The director Rohit Shetty comes into his own in this stretch, mostly because at this point he seems to have handed over script to R K Narayan, overlooking the minor fact that he is long dead. Seriously, the village that Shahrukh and Deepika find themselves in would make the essentially benign Malgudi seem, in comparison, rough and rowdyish like downtown New York.

All you see everywhere is flowing river, pristine pond, dandelion greens, hazy hills, multi-hued temple, quaint houses and quainter people. It is a place filled with guys who are devoid of guile and artifice. They are so innocent that the temple purohit, in Iyer vibhuthi motifs on his forehead, hardly realises that it is actually an Iyengar Perumal temple that he is in. If he had any more scenes in the film, we would have seen him to be the pastor for the local parish also.

When Shahrukh and Deepika enter this village, the locals do what all sensible folk do when faced with suspicious duo on the run in the dead of the night —- they open their spacious houses to them, feed them and let them live together for days without end. In short, the two interlopers get to enjoy the kind of hospitality that is not possible even at the Taj Hotels.
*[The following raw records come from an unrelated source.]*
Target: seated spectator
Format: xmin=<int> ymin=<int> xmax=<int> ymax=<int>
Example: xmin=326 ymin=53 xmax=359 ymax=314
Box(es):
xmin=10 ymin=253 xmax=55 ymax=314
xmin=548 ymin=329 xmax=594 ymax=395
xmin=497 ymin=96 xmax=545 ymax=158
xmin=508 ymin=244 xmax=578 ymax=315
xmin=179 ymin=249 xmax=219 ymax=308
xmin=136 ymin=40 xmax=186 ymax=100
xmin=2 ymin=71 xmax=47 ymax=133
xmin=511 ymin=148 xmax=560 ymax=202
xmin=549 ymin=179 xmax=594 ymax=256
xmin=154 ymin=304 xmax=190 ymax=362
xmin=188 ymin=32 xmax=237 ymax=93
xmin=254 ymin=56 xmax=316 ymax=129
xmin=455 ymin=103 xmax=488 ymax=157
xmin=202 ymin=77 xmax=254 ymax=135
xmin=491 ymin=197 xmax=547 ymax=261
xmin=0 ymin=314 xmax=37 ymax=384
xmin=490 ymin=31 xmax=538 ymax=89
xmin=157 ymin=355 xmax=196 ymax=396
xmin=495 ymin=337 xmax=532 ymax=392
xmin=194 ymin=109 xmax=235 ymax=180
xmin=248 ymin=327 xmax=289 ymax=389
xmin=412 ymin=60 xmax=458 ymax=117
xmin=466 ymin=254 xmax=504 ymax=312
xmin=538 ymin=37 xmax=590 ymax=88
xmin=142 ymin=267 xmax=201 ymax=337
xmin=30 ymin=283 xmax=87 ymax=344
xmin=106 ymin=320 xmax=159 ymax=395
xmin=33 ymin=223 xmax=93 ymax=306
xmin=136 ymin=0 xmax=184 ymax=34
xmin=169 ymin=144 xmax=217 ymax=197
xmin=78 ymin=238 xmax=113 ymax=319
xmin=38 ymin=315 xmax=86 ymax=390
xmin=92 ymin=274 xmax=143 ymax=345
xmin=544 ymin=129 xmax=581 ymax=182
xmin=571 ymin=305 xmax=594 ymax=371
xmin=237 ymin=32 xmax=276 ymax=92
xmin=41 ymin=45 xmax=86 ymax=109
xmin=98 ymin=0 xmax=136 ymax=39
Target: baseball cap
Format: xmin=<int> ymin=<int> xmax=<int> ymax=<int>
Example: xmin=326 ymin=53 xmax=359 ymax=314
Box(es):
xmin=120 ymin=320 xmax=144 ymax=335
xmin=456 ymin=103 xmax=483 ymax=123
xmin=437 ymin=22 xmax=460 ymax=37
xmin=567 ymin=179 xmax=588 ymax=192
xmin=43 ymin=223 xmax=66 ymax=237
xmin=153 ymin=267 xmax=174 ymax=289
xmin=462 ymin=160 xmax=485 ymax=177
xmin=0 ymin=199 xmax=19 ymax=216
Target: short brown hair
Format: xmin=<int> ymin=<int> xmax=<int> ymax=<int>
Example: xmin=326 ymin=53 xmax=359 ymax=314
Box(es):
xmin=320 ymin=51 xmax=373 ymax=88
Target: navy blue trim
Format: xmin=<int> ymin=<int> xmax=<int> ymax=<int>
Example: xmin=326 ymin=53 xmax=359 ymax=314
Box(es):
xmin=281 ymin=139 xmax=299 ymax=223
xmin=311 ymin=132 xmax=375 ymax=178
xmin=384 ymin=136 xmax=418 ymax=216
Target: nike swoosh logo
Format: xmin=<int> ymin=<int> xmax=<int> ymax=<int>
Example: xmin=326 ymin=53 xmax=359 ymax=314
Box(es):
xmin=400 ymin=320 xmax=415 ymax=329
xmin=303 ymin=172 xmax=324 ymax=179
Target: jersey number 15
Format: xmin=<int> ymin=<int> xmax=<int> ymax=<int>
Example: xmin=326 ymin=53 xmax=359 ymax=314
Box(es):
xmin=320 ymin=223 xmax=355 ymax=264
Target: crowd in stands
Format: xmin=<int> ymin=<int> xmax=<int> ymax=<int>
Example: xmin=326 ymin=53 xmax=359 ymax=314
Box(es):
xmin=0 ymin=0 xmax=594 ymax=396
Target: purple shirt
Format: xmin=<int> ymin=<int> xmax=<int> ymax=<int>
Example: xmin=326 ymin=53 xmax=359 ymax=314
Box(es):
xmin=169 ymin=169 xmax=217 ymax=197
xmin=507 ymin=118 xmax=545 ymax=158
And when Thangaballi’s men arrive on the scene, the village chief helps Shahrukh and Deepika — two people he has not met before, and the ones he is unlikely to meet again — to escape in his jeep. As the old saying goes, it is because of people like him that we get rains and MLM schemes.

Anyway, Shahrukh and Deepika, reach her father’s village (after a small detour to Rameshwaram, which going by the geography as seen in the film, seems a hill station with a built-in fully functional ocean, so that he can fulfil the task of scattering his grandfather’s ashes in the sea and also complete the bigger task of falling in love with Deepika) and after a long fight with Thangaballi and a gaggle of henchmen, who adhering to the Geneva Convention of Climax Fisticuffs, attack him one after the other and eventually fall flat.

The tailpiece of the film is the rambunctious Lungi song, syncopated with shouts of Thalaiva, leading to a spontaneous chorus for a ban on Vijay’s film in these parts just because its title reminded people of the ludicrousness of this song.

On the whole, Chennai Express with Shahrukh playing a 40-ish aimless, fumbling Rahul…wait, wait is the subtext of Chennai Express too is Rajiv Gandhi’s issue?

PS: Chennai theatres may not have screened Madras Café. But we have surreptitiously released it in this piece’s headline. Try anagramming it.